I tapped for a really long time on that door---it's a big door with many layers of revelation of understanding and He was faithful to open it just enough to throw me a bone now and then. After many years of tapping, one day I started pounding. I started pounding and shouting and pleading and crying out---"I WANT TO KNOW YOU!" Desperation was deep down in my guts now and I was at a crossroads -- I was considering giving up. I was wondering if it was all even true. There were SO MANY unanswered questions, so many voices, so many options. I needed to know His truth.
And then one day, it was I who felt the tap.
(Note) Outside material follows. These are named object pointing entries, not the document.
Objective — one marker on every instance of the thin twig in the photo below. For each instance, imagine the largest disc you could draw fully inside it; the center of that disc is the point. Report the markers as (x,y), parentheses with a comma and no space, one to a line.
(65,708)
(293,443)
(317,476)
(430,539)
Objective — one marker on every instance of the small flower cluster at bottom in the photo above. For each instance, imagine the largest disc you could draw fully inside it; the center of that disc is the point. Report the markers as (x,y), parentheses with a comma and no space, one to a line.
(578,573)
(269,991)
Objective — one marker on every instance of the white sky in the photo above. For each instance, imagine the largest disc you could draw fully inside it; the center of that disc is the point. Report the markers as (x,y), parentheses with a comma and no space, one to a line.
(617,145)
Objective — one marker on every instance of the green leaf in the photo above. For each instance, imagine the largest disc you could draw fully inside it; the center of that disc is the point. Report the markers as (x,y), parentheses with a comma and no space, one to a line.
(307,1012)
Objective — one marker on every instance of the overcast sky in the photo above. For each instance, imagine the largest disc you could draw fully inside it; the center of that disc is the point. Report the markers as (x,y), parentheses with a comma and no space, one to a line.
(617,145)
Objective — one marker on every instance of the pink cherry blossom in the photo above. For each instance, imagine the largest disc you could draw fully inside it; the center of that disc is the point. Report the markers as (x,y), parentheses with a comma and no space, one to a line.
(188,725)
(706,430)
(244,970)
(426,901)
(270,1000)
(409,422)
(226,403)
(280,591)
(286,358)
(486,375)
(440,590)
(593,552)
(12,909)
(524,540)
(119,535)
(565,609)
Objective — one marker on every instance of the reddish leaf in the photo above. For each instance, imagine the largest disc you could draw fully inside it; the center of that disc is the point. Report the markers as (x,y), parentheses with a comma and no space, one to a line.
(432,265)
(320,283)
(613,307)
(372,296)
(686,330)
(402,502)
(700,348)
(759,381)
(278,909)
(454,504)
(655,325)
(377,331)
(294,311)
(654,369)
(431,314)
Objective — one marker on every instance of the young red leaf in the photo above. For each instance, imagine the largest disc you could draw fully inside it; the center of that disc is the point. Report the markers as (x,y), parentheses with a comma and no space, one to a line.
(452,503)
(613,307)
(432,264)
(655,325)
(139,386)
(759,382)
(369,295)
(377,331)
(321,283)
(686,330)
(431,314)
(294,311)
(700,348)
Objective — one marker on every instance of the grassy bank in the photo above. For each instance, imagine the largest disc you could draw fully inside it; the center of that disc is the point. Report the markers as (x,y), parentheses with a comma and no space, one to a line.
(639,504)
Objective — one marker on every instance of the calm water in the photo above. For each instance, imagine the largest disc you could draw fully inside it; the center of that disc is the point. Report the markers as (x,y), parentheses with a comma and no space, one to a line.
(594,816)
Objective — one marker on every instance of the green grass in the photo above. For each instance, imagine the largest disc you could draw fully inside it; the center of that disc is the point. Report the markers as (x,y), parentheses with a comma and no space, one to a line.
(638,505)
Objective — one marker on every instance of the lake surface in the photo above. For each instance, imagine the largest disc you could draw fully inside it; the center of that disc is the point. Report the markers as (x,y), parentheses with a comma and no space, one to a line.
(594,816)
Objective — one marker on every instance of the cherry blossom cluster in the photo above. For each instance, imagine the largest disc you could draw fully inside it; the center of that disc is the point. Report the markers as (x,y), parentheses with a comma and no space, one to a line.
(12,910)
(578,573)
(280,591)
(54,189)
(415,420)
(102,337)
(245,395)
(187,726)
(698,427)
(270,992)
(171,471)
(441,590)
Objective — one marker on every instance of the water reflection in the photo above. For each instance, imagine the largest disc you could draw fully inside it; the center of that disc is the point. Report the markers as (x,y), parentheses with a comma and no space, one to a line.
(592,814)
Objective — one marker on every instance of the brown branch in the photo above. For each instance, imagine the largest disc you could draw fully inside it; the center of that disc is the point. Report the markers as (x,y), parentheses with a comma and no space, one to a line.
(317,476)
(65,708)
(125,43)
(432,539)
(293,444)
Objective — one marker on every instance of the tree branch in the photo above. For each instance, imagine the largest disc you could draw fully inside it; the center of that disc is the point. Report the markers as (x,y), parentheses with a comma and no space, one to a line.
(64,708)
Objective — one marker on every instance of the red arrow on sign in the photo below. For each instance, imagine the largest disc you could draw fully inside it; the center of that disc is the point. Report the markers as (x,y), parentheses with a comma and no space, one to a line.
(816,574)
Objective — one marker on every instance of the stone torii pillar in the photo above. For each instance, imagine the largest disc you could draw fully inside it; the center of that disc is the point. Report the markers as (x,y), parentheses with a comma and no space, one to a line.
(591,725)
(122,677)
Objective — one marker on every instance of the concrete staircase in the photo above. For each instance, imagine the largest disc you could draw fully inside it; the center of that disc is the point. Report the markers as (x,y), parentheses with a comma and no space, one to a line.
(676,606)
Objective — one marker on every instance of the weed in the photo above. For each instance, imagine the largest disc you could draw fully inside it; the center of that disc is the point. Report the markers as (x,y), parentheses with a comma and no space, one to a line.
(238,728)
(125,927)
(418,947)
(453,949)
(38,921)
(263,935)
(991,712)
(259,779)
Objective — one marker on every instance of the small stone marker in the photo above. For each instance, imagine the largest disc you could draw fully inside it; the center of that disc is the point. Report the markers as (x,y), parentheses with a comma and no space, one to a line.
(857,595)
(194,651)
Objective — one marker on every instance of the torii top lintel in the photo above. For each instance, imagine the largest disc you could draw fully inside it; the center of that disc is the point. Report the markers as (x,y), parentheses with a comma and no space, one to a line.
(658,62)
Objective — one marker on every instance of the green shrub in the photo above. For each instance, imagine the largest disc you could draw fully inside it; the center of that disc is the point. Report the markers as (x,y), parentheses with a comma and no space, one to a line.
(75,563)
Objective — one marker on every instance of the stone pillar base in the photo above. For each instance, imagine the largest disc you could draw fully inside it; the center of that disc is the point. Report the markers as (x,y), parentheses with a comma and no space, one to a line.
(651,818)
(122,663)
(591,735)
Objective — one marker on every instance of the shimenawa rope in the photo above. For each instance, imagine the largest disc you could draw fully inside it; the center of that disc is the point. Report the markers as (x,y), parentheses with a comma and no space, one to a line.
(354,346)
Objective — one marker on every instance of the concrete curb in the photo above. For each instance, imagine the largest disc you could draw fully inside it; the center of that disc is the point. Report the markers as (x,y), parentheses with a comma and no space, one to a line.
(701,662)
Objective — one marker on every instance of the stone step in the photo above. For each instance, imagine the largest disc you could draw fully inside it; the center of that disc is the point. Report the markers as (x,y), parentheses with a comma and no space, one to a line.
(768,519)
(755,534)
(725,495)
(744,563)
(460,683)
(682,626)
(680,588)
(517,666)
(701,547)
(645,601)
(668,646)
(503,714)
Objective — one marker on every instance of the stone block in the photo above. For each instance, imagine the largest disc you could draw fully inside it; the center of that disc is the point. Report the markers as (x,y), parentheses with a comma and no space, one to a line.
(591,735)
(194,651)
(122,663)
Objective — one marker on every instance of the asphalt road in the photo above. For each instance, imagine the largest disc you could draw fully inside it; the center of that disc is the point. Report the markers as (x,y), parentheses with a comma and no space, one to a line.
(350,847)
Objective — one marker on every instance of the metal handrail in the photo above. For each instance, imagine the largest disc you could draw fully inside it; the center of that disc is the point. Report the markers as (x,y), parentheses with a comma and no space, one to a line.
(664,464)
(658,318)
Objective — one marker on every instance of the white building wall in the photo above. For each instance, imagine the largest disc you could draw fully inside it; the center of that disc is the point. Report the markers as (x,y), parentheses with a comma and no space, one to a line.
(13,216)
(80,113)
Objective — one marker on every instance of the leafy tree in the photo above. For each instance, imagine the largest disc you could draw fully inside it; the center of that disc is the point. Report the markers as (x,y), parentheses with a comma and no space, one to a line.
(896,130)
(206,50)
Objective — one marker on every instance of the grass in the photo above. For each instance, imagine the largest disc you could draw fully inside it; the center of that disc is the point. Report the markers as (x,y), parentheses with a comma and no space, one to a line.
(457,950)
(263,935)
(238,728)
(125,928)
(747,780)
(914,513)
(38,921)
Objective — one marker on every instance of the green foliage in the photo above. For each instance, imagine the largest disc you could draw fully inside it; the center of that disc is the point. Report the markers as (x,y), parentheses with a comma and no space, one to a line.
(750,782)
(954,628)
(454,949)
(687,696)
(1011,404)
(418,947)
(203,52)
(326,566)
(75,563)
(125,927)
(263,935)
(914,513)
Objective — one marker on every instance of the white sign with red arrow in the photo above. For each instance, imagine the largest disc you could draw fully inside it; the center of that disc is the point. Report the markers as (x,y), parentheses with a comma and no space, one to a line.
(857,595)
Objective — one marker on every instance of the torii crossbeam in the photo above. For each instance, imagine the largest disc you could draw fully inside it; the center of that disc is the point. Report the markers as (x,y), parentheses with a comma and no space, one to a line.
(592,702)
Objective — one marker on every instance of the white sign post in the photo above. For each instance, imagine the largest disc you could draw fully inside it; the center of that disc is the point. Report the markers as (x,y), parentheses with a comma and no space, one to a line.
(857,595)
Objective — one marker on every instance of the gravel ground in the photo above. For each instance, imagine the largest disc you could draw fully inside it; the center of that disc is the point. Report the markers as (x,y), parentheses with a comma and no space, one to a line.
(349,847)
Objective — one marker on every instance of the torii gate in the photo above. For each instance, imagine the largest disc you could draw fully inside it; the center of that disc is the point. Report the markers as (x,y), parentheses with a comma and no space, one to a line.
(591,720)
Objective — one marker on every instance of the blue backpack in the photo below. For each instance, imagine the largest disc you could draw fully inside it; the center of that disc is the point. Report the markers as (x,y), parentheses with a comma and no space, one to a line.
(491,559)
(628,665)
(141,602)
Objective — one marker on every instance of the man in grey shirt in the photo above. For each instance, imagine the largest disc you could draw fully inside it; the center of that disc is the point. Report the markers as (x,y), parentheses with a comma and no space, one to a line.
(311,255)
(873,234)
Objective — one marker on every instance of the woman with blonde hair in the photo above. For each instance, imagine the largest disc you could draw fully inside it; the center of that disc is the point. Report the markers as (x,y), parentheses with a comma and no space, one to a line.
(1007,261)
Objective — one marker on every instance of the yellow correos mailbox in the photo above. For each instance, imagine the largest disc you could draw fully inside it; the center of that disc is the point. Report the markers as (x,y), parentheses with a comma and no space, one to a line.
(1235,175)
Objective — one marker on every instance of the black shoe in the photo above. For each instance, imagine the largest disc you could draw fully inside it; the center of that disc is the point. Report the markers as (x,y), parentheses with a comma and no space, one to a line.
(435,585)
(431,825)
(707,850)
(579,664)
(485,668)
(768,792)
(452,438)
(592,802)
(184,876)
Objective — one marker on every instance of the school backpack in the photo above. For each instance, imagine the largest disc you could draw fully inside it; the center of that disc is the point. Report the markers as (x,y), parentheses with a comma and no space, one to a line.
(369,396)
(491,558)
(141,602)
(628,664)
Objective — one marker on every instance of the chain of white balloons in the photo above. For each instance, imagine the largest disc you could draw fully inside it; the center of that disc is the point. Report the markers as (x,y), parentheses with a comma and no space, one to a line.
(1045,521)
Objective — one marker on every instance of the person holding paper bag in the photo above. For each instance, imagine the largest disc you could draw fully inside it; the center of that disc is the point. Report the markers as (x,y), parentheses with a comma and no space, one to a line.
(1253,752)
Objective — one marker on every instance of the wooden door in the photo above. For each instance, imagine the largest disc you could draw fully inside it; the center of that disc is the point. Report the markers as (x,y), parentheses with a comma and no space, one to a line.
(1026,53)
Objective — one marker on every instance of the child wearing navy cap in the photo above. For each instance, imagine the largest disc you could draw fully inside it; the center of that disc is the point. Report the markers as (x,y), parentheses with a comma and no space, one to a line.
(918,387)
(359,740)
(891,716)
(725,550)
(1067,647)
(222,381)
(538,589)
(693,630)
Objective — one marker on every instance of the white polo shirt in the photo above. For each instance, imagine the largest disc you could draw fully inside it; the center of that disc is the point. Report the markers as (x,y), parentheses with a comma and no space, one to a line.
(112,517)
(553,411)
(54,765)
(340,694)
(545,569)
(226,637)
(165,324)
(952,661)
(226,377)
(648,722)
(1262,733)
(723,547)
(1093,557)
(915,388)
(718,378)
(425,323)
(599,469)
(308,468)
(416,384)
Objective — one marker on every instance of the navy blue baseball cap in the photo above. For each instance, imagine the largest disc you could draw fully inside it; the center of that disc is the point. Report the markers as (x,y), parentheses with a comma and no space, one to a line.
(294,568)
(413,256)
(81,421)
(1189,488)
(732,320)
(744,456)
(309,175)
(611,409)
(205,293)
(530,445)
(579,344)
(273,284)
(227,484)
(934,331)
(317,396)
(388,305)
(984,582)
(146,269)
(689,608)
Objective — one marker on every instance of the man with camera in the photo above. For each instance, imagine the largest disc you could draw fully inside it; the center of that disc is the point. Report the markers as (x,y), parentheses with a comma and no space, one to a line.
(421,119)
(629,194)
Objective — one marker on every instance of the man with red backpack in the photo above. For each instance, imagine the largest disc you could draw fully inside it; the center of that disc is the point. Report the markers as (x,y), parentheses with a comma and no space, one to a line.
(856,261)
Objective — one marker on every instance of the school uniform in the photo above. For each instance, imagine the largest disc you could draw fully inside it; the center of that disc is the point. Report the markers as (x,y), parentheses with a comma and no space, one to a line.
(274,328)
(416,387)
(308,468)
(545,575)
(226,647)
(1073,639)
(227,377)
It was a still small voice, a whisper, and it spoke sort of sing-songy like my Mom used to before daylight on fishing mornings, "Sarah, it's time to wake up."
"Do you really want to know Me?" it said. "Then look to the ancient paths. You've asked, you've knocked, now seek and you will find me."
So I did. I went to the most ancient thing I knew to be true---the beginning of the Bible---and when I did, He began to reveal Himself to me in a brand new way. He began to show me His plan for His chosen people, Israel---that they were to be a light to the nations, His chosen missionaries that would reveal Him to every soul. He showed me how these ancient truths still applied in the New Testament when He confirmed the purpose of Israel through the words of Jesus, recorded by Matthew and other writers. He showed me that it was always His plan that the foreigner could be grafted in and adopted into the family of Israel by committing to follow their God and His ways. This was a concept I understood to be something Jesus brought, but didn't realize God had been doing that clear back in Moses' time and before. He showed me that because I have been adopted in through my faith in the Messiah, Jesus, I am now part of the family of Israel. Therefore, all the beautiful, wonderful promises God gave to Israel and all the loving and life-giving instructions He gave to them through the first five books of the Bible and through the prophets---that was all for me too!
I have an inheritance! This concept has overwhelmed me for over two years now. All that God set up for His chosen people, the ones He chose to proclaim His truth to all nations, all that is for me, also! Not for me, instead, but for me ALSO!
It is my belief that if one really wants to know God, one must look to the ancient paths. He tells us over and over that He never changes. The traditions and teachings of men have brought all kinds of changes to how faith is walked out over the years, but God and His ways have never ever changed---and they never will.